Mo in action at Island Ocean Marathon 2013

The second time I met Mo was at the Island Ocean Marathon at Langkawi.  By then we were already Facebook buddies.  Mo caught up to me when I was walking into the hotel lobby.  With open arms and a quick snap from his trusty camera he welcomed me.  We dined together at the carbo loading buffet.  More talking than eating.  So forget the makanathon thing.  That only happens after the run.  So I thought it more than appropriate to kick off my new "Up Close with..." post with someone whose name is synonymous with marathon running...  I am positive that anyone who has heard of him would have many questions to ask.  I have come up with some of my own.  I am sure my readers will have their own too.  Hopefully for now the following will suffice... 

Q: How did this incredible running journey come about?

A: I failed my medical back in 1988 and had to take some drastic steps in changing my lifestyle and habits, and also the company of friends who are runners made the decision somewhat easier.

Q: How many marathons have you completed? (Including ultras)

A: To date, 208 marathons & ultras... hopefully 209 by this Sunday (Brisbane Marathon)

The Big Red Run

Q: You just ran the inaugural 250km Big Red Run.
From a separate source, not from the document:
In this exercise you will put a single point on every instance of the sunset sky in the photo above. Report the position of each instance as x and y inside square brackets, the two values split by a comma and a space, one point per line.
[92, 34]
What are your thoughts on it?

A: I was not sure what I was getting into when I decided a year ago that I was going to do it. Hadn't a clue what it was going to be like to run almost 300 km for the week ( that's because I did the Gold Coast Airport Marathon a day earlier )

However, it was for a good cause - to raise funds for Type 1 diabetes. Many of the runners who participated in the event were also Type 1 diabetic themselves.

I was not sure how my body was going to recover doing a marathon everyday for a week, including a double marathon. Maybe in life, its good to take a plunge first... then worry about the currents, tides and  "whether I can swim" later.

Haha.... I guess that's me and am so proud to say that there I am one of the 4 from Singapore / Malaysia to have completed the race, and looking forward to next year's. I think the Australians are great sports people and great at organising races.

It has been two weeks since The Big Red Run, I am still thinking of it ( very positive thoughts ), still enjoy seeing the posts on Facebook on the race... I have never had this kind of feeling and attachment to any race before...

" We ( the runners & volunteers ), met as strangers...., we became friends....., and we finished as a family "  - that's the best way I can describe The Big Red Run.

The Big Red Run

Q: Long distance running is supposed to do very positive things to our brain. What say you?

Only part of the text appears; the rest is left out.